= David-Henri de Meuron =

Swiss merchant (1742–1825)

David-Henri de Meuron (born 1742 in Neuchâtel; died 1825 in Lisbon) was a Swiss merchant active in colonial trade, banking, and Indienne fabric production in Lisbon.

== Life ==
=== Family ===
David-Henri de Meuron came from the Meuron family and was the son of Abram de Meuron, an innkeeper and member of the Grand Council of the Principality of Neuchâtel (born March 21, 1706, in St. Sulpice; died March 16, 1792, in Neuchâtel), and his wife Madeleine (died November 25, 1775, in Neuchâtel), daughter of Neuchâtel Grand Council member Louis Favarger. He had one sister and one brother.

=== Career ===
Around 1764, David-Henri de Meuron was summoned to Portugal by his uncle, the merchant, banker, and slave trader David de Pury, who imported diamonds and precious woods from the Portuguese colonies in Brazil to Europe. David-Henri de Meuron became a colonial goods merchant and banker in Lisbon and, together with David Schwab from Biel, took over the business of his uncle David de Pury, whose executor he also became. They ran the business under the company name Schwab & Meuron.

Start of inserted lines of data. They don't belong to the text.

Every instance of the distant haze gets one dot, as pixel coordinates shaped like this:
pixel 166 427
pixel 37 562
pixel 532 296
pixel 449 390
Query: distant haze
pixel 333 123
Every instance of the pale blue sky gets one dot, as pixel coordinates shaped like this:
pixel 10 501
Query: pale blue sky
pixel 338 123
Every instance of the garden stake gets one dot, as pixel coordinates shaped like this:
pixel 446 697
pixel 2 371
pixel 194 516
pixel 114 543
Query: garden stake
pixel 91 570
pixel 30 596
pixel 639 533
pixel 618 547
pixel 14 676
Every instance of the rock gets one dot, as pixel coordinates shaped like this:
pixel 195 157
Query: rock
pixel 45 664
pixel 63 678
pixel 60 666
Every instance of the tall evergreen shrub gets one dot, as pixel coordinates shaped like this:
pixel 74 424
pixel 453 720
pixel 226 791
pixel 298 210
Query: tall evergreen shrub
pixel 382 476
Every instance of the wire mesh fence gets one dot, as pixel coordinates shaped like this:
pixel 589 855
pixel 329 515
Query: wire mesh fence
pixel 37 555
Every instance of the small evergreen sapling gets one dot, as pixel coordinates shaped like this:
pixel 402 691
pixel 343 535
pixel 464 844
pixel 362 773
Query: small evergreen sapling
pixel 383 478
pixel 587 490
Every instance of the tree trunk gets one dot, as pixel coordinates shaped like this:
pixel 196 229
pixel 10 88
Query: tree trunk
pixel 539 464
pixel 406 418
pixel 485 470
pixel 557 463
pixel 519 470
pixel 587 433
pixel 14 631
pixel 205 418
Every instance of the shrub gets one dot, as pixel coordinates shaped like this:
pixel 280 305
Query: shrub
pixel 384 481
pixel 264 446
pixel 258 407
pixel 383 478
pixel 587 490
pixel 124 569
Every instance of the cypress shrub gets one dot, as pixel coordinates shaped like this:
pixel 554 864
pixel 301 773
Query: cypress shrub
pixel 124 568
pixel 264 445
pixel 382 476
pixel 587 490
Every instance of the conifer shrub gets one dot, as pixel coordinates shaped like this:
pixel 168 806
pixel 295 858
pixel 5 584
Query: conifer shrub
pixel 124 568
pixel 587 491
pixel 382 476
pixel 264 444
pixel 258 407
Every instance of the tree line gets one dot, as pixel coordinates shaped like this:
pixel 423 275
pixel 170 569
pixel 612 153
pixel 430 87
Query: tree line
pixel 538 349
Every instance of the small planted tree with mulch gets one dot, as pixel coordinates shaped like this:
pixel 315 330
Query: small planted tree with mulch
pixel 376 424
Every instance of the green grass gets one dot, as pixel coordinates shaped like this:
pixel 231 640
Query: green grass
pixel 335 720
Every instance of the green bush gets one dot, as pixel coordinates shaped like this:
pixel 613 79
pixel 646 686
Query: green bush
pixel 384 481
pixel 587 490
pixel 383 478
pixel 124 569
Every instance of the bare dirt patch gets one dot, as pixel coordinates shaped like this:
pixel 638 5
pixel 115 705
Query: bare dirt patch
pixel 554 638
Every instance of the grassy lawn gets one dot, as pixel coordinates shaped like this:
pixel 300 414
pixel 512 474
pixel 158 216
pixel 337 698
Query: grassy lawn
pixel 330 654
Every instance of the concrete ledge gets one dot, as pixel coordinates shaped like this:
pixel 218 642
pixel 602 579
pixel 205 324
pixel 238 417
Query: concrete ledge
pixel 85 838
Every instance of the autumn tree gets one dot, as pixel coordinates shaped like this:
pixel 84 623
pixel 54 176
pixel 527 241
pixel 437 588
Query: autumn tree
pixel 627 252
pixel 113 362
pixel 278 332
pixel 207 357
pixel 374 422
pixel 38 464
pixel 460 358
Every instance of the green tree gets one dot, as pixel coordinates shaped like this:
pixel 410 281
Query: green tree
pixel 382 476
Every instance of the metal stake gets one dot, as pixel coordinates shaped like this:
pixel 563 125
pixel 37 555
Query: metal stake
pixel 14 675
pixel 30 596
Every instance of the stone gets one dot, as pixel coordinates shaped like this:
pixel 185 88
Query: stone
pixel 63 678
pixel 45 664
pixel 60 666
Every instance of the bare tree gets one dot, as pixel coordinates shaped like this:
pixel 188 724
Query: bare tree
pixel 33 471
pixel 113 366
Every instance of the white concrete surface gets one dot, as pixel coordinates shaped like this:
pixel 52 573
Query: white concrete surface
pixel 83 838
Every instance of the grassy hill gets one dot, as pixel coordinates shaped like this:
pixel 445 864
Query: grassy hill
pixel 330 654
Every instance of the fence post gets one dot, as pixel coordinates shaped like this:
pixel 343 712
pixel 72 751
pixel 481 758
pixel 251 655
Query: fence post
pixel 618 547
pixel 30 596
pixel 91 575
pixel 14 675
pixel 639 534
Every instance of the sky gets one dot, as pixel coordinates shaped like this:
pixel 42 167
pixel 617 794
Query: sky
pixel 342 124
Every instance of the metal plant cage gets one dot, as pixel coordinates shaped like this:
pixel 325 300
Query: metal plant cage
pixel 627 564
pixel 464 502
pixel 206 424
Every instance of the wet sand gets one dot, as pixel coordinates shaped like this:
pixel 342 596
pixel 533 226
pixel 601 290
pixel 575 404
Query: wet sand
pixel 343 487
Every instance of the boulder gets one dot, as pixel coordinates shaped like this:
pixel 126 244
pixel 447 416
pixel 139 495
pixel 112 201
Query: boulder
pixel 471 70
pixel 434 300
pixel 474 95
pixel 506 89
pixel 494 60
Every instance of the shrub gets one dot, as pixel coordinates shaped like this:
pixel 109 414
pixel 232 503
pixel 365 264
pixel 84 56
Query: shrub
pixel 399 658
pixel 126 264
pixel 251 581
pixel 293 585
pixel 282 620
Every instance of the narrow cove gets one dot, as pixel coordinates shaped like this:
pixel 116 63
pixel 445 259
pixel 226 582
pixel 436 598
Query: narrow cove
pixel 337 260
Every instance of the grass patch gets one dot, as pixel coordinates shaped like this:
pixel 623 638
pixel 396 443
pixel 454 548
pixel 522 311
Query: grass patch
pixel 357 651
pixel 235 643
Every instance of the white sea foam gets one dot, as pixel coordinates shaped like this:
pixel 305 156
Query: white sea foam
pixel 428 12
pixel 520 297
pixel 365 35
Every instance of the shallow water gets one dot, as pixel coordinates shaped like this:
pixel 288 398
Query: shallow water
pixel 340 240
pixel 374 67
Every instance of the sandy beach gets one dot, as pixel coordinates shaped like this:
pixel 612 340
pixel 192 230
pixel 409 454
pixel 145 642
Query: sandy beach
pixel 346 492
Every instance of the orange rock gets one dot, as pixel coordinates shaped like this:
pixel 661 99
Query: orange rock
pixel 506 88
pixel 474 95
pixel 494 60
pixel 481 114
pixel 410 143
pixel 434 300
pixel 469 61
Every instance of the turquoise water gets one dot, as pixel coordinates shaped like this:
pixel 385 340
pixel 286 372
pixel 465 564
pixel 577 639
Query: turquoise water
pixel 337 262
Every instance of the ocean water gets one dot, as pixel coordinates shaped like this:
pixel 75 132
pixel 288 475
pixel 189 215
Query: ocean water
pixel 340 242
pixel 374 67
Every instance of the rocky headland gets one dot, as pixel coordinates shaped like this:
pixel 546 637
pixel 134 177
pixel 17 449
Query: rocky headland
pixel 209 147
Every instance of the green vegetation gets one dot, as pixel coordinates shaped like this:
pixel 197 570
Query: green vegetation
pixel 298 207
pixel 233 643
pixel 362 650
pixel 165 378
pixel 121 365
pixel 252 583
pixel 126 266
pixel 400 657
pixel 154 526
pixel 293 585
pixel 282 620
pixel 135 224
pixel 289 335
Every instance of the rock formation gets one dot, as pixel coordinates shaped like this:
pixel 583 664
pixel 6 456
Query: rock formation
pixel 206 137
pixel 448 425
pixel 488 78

David-Henri de Meuron ran one of Lisbon's most important trading houses, operating within an international network in Portugal specializing in colonial trade with Brazil. His connections extended to Switzerland and France, including the company Christoph Burckhardt & Co. in Basel, Bourcard Fils & Cie. in Nantes, and the bank Rougemont von Löwenberg, owned by Denis de Rougemont (1759–1839) in Paris. His economic activities were directly linked to slavery, which remained prevalent in Brazil, particularly on plantations, until 1888. Together with his nephew Edouard de Meuron, Auguste Gouhard from Neuchâtel, and Auguste-Frédéric de Meuron (1789–1852), another relative, he founded the commission business Meuron et Cie. in 1816, contributing 30,000 piastres to its working capital. The company, based in Salvador da Bahia, Brazil, was involved in transporting colonial goods to Europe. Despite its low profitability, it laid the foundation for the career of Auguste-Frédéric de Meuron, later known as Meuron de Bahia, who withdrew from the partnership in 1819 to establish his own business. David-Henri de Meuron never traveled to America during his lifetime.